Department of Otolaryngology, Head and Neck Surgery, Queen Elizabeth University Hospital, Glasgow, UK.
Glasgow University Medical School, University of Glasgow, Scotland, UK.
J Laryngol Otol. 2023 Sep;137(9):992-996. doi: 10.1017/S0022215123000804. Epub 2023 May 17.
Peritonsillar abscess is a localised infection in the peritonsillar space. Pus from the abscess can contain anaerobes. Many clinicians prescribe metronidazole in addition to penicillin, but evidence to support this is limited. This review assessed the evidence of benefit of metronidazole for the treatment of peritonsillar abscess.
A systematic review was conducted of the literature and databases including Ovid Medline, Ovid Embase, PubMed and Cochrane library. Search terms included all variations of peritonsillar abscess, penicillin and metronidazole.
Three randomised, control trials were included. All studies assessed the clinical outcomes after treatment for peritonsillar abscess, including recurrence rate, length of hospital stay and symptom improvement. There was no evidence to suggest additional benefit with metronidazole, with studies suggesting increased side effects.
Evidence does not support the addition of metronidazole in first-line management of peritonsillar abscess. Further trials to establish optimum dose and duration schedules of oral phenoxymethylpenicillin would benefit clinical practice.

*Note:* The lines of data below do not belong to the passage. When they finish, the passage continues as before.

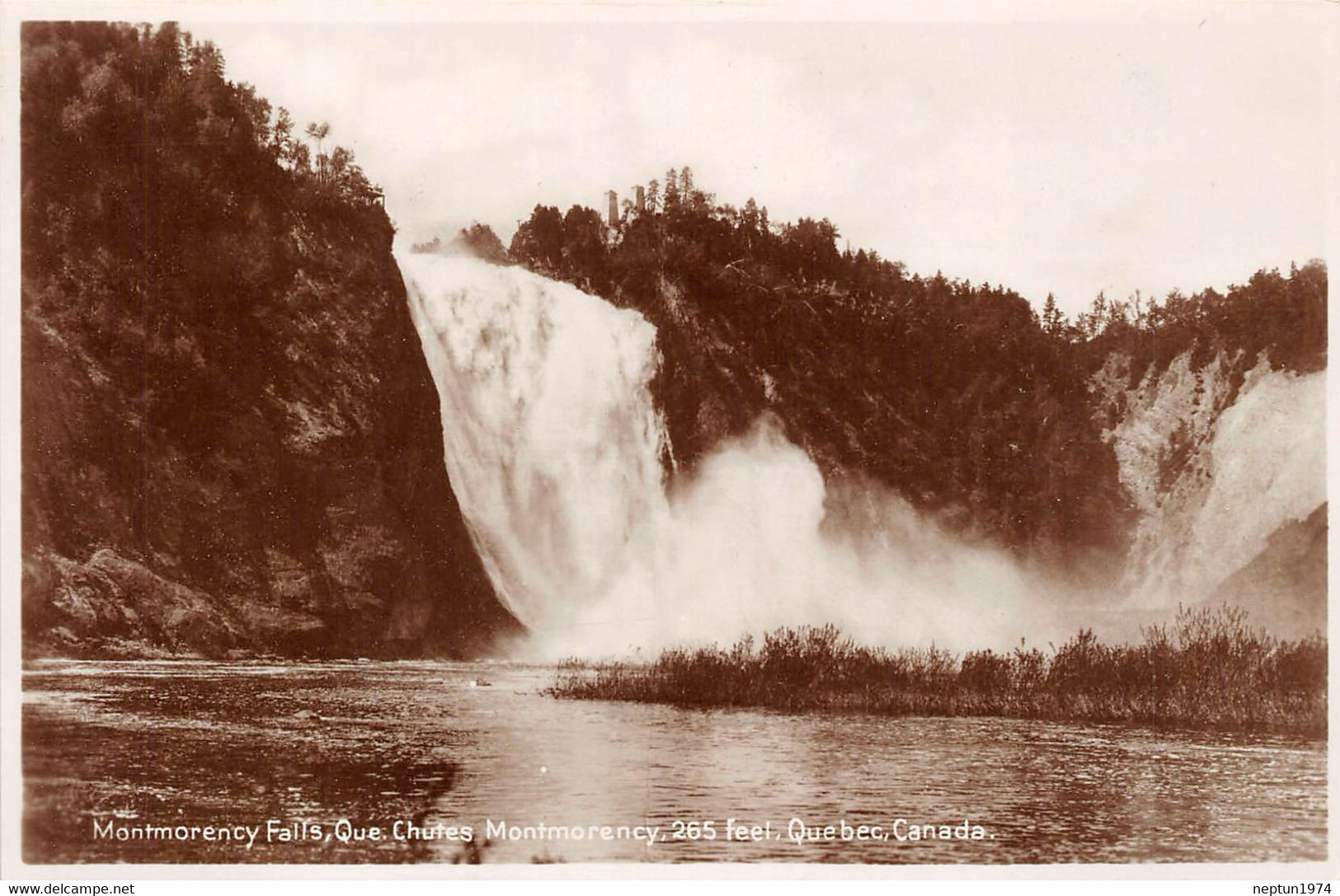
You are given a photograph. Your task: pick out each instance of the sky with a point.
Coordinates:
(1065, 154)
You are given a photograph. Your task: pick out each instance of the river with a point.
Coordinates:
(390, 762)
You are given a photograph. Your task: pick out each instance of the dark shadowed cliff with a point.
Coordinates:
(231, 441)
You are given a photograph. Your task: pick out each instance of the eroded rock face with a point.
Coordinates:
(274, 488)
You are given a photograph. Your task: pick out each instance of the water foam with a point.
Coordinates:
(555, 450)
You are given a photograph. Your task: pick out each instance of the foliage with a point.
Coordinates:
(476, 240)
(164, 205)
(1209, 671)
(960, 396)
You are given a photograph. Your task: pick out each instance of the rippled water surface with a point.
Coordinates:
(336, 753)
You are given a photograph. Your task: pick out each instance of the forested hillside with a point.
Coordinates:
(961, 396)
(231, 441)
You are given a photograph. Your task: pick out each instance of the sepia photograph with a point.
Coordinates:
(630, 435)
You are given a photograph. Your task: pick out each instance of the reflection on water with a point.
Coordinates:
(118, 746)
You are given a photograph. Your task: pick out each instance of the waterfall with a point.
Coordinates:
(553, 446)
(552, 441)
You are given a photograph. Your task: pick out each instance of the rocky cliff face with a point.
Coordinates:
(293, 503)
(231, 439)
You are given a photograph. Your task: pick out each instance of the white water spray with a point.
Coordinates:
(553, 448)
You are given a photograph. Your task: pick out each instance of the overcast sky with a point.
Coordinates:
(1075, 156)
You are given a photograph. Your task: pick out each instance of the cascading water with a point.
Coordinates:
(553, 448)
(552, 441)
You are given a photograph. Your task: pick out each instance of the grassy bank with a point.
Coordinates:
(1207, 670)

扁桃体周脓肿是扁桃体周围间隙的局部感染。脓肿中的脓液可能含有厌氧菌。许多临床医生除了开青霉素外还会开甲硝唑,但支持这种做法的证据有限。本综述评估了甲硝唑治疗扁桃体周脓肿的益处证据。
对文献和数据库进行了系统综述,包括 Ovid Medline、Ovid Embase、PubMed 和 Cochrane 图书馆。搜索词包括扁桃体周脓肿、青霉素和甲硝唑的所有变体。
纳入了三项随机对照试验。所有研究均评估了扁桃体周脓肿治疗后的临床结局,包括复发率、住院时间和症状改善。没有证据表明甲硝唑有额外的益处,研究表明甲硝唑有更多的副作用。
证据不支持在扁桃体周脓肿的一线治疗中添加甲硝唑。进一步的试验将有助于确定口服苯氧甲基青霉素的最佳剂量和疗程,从而使临床实践受益。